# Not so micro - vintage fish pron



## deerfly (Mar 10, 2007)

When I saw TomFl post his 25' SeaVee project http://www.microskiff.com/cgi-bin/yabb2/YaBB.pl?num=1281989086 

I immediately reflected back to the days when my long time friend and fishing buddy John had his SeaVee and the times we had on it, circa 88-92. I was digging around in some old boxes looking for some research papers I did for a GPS drifter project at UM RSMAS and found a bunch of old pic's I knew I had but could never find them. 20+ years and several moves has a way of hiding stuff I guess. Anyway, here's the goods...

First set is a trip we made several times, Bakers Haulover to Bimini to clear customs then north to Great Isaac's to fish and free dive/spear fish. Generally we stayed one or two nights sleeping on board at the leeward side of the Isaac's lighthouse/rock pile, returning home from there and stopping to fish along the way of course.  


















Great Isaac lighthouse

























































































After cleaning some fish to make room in the cooler, a giant dusky came in, bumping the boat while eating the carcasses we toss in. Here I hand fed him a yellow but John missed the take.









144qt Igloo, solid with fish









Gotta Go misc

































































Sushi on the hoof









We really enjoyed that boat and I'm sure Tom will enjoy the hell out of his too, for all the same reasons.


----------



## TomFL (Oct 2, 2007)

*Re: Not so micro - vintage fish porn*

Awesome post, thanks for taking the time to put the pics up. 

Looks like you guys had a lot of good times on that hull, and you guys covered some water in it too. Exactly what I hope to do if the stars are aligned during the summer months. 

So..how bad were the bugs on the lee side when you guys slept on the boat? I've done that before over in Harbour Island and did not have a problem but never on the close islands. Will prolly be doing some "roughing it" trips like that with this boat.

-T


----------



## deerfly (Mar 10, 2007)

*Re: Not so micro - vintage fish porn*

Tom, the bugs were never bad at all. Probably because there isn't much vegetation on that rock to speak of. Plus we always anchored a 100yds or more away.

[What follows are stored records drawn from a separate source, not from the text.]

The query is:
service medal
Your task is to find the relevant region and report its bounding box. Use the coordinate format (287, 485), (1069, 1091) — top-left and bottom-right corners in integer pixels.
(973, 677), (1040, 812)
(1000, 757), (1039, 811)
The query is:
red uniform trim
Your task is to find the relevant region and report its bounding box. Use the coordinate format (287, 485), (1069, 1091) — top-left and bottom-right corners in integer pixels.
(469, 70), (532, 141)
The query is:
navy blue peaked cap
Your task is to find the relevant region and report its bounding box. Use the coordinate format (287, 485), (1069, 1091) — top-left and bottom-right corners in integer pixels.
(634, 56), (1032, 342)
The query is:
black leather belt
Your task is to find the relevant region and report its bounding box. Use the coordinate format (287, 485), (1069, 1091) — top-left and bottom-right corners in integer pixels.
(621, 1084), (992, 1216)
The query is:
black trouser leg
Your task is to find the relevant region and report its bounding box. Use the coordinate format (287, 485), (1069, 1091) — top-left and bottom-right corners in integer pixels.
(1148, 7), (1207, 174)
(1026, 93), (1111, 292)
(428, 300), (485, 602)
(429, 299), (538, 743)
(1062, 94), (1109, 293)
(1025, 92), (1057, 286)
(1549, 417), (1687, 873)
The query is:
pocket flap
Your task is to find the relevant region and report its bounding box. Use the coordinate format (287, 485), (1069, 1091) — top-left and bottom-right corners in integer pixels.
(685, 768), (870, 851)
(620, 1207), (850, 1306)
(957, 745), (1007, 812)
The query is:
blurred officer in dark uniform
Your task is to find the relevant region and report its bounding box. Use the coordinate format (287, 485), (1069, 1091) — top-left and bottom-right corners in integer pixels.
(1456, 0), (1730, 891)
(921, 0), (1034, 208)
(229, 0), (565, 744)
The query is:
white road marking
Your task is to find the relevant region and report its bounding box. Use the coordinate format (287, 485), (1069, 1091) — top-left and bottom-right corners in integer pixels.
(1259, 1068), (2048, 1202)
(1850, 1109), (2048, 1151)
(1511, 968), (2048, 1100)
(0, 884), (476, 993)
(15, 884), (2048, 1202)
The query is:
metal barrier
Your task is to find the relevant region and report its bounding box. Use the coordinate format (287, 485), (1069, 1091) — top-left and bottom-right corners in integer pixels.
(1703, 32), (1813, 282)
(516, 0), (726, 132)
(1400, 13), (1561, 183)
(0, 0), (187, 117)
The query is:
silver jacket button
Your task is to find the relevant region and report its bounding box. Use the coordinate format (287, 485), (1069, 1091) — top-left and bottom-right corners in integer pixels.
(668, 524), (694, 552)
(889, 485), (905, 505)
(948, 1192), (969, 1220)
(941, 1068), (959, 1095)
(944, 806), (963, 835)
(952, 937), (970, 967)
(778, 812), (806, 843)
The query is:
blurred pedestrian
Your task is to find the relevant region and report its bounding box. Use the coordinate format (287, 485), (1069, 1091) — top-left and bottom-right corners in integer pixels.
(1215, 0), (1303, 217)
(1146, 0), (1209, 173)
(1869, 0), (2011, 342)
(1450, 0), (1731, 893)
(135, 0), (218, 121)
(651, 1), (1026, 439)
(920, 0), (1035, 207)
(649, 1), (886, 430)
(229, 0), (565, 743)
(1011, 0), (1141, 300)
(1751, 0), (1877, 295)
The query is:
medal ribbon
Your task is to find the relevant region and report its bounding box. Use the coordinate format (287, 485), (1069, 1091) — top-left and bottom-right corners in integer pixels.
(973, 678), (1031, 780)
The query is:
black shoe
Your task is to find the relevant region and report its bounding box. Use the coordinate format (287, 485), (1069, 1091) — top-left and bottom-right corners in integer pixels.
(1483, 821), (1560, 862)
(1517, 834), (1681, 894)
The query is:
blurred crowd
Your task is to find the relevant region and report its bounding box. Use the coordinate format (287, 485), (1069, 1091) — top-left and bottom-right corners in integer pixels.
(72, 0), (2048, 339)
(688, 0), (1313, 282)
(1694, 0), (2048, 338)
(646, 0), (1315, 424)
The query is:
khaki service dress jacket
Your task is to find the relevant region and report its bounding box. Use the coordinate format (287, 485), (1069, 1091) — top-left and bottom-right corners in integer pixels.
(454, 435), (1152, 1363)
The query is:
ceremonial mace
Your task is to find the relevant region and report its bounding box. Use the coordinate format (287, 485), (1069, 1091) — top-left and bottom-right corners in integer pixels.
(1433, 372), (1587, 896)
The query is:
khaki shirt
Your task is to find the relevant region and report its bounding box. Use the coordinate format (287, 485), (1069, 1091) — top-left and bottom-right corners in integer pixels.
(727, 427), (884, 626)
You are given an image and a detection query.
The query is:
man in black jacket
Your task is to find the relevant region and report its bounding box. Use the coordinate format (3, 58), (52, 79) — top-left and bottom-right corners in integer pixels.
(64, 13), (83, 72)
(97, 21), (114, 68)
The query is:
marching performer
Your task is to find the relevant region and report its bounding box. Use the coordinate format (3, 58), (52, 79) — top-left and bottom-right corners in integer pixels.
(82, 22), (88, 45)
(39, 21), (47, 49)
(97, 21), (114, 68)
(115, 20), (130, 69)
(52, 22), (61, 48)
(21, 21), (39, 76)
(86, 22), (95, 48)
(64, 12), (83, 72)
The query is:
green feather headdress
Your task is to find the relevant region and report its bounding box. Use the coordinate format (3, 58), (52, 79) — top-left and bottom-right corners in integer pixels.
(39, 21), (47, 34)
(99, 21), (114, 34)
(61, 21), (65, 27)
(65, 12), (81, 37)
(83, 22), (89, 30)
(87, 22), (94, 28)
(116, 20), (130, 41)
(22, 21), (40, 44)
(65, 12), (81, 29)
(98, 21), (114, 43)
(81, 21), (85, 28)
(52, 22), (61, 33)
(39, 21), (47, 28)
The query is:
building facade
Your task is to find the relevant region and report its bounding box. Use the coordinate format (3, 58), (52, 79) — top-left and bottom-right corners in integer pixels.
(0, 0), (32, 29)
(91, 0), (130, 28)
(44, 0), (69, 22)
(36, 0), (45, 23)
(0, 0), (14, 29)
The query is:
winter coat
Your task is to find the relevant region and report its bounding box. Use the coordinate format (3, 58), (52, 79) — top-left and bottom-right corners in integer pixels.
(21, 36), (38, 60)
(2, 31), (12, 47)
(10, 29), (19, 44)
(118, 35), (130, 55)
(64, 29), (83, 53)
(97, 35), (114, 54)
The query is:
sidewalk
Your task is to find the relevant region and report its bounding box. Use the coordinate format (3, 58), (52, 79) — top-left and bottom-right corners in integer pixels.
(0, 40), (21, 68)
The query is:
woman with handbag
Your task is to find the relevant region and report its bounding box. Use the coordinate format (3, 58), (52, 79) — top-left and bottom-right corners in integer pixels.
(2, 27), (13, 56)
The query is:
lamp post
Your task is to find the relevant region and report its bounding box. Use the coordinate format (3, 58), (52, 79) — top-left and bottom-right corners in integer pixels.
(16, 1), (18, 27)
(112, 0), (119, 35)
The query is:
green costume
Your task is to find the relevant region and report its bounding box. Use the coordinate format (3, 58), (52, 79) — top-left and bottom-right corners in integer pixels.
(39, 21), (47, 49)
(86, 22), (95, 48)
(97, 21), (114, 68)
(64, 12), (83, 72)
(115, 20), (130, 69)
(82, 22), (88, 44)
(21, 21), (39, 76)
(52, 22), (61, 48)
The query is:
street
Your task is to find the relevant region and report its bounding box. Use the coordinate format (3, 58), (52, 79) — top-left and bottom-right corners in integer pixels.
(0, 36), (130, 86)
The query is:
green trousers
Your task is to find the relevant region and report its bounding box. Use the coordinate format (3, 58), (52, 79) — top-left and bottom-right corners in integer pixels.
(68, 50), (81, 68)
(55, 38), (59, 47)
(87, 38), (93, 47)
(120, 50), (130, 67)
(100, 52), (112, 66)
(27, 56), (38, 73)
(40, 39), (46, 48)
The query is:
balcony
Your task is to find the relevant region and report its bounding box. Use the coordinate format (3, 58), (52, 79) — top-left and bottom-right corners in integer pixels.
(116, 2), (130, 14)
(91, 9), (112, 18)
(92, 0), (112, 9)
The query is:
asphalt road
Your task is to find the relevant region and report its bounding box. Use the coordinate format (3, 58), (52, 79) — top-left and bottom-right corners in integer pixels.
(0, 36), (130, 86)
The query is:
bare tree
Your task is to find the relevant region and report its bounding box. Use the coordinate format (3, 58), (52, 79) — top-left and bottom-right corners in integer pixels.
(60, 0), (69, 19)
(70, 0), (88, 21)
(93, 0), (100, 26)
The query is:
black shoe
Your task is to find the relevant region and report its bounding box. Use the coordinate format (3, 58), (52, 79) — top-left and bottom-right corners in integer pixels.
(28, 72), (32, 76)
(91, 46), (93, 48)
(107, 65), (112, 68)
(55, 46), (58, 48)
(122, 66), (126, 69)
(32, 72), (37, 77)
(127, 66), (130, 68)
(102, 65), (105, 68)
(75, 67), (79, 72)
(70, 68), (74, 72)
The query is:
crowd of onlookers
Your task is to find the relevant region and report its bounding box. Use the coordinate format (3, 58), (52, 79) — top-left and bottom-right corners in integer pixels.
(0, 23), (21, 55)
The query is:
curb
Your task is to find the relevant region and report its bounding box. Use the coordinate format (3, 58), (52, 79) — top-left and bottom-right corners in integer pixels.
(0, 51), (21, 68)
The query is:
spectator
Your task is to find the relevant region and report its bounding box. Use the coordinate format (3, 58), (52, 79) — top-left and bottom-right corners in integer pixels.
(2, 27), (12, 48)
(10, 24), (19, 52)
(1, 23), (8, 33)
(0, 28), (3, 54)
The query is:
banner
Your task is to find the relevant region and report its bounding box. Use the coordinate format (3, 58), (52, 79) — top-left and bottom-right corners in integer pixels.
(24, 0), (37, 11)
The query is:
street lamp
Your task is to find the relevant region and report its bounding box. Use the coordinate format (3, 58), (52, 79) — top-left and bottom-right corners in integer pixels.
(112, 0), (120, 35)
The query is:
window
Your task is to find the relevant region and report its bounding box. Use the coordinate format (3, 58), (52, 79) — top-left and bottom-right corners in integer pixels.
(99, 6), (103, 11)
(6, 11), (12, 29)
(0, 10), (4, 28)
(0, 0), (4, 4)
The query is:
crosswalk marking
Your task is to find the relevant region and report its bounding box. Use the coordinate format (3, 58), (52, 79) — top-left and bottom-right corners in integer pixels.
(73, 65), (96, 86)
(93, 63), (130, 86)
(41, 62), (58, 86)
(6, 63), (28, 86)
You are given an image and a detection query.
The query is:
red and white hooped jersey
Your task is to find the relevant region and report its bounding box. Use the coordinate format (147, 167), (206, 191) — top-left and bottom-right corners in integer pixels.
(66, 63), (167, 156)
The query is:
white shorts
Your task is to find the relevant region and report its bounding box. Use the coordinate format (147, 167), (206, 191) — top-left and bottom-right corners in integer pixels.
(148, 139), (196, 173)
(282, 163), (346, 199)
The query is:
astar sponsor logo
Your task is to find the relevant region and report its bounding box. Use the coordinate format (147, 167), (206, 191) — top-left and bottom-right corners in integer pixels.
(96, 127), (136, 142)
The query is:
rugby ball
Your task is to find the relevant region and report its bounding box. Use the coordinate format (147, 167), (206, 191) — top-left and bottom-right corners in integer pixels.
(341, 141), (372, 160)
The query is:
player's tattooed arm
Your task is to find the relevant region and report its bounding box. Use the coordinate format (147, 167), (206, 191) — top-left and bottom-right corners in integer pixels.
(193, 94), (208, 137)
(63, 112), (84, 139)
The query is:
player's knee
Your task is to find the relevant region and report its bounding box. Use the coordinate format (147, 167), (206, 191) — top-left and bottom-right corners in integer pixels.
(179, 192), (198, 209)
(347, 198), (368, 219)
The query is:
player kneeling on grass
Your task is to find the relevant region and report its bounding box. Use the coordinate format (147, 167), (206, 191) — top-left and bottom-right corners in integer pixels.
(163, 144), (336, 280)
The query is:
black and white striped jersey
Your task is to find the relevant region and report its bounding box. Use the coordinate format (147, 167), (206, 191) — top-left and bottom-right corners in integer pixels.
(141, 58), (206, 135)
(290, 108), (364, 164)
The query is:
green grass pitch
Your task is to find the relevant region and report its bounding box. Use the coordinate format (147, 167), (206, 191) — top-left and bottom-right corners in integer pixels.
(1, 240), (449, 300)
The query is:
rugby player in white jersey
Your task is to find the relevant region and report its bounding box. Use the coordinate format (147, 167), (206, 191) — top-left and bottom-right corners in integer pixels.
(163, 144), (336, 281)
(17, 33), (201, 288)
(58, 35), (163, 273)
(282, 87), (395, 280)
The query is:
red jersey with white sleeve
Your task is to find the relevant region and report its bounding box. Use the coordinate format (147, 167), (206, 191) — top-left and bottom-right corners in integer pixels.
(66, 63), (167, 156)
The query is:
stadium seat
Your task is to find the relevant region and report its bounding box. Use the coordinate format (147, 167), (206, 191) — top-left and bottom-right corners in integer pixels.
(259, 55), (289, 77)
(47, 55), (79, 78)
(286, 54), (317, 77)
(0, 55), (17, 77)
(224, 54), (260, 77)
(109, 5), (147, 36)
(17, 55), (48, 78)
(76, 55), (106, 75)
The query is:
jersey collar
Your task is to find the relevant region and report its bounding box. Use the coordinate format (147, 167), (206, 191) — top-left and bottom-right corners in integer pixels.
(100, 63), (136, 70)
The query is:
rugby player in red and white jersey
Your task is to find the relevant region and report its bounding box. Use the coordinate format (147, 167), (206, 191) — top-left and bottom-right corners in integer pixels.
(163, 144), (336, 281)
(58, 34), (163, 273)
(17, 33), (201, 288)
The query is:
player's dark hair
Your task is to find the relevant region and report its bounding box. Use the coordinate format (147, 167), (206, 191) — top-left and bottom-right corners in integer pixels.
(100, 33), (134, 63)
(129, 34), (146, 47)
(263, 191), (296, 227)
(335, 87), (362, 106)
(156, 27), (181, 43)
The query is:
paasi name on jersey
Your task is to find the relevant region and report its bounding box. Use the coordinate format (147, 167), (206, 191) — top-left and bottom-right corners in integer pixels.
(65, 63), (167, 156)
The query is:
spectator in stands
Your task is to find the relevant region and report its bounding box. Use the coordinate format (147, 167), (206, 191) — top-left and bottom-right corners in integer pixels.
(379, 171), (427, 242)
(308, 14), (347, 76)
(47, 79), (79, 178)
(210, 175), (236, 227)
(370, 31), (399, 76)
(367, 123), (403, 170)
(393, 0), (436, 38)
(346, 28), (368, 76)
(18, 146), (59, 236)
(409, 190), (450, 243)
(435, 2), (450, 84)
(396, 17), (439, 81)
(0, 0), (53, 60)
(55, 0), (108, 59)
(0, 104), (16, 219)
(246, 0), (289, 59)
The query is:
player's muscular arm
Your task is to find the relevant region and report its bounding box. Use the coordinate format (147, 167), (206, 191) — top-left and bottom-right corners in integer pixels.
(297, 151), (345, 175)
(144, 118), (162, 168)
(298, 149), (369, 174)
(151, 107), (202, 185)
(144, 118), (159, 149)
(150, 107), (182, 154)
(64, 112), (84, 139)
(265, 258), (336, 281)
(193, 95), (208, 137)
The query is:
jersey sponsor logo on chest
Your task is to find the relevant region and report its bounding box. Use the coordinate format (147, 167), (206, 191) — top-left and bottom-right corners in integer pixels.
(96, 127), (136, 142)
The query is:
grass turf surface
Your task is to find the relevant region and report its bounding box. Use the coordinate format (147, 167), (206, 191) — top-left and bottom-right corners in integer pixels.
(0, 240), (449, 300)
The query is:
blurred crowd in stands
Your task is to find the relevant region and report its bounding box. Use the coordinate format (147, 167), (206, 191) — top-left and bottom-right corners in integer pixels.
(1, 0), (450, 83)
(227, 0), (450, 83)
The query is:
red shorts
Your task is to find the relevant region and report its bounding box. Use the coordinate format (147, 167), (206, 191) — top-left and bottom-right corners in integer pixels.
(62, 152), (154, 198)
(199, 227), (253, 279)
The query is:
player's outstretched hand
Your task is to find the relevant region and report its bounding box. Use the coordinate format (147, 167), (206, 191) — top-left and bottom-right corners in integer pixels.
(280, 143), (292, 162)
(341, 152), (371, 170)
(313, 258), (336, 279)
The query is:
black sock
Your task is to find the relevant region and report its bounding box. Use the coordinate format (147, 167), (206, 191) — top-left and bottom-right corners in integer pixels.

There's so much storage and deck space on that boat that "roughing" it is easy. I imagine you could pitch a 2-3 man tent in the forward cockpit too like I did recently in my Panga skiff. On these trips though we just slept in light sleeping bags on Thermarest pads to get above a wet deck with a couple small tarps within reach in case it rained.

Lot's of fun and that boat is perfect for those kinds of weekender voyages. Handles bad water very well too. We've been in some nasty stuff in that thing. No worries as long as you don't do anything foolish, but if you get stuck in something that hull can take a pounding. It's really a great boat to run to the islands and back without breaking the bank in fuel. Like I said I was very sad when he decided to sell it.


----------



## tom_in_orl (Dec 9, 2006)

That might be the oldest fishing report ever posted ;D Very Cool


----------



## Gramps (Nov 1, 2007)

That had to be awesome. You're making me feel like I'm way behind on fishing adventures! Thanks for sharing DF.


----------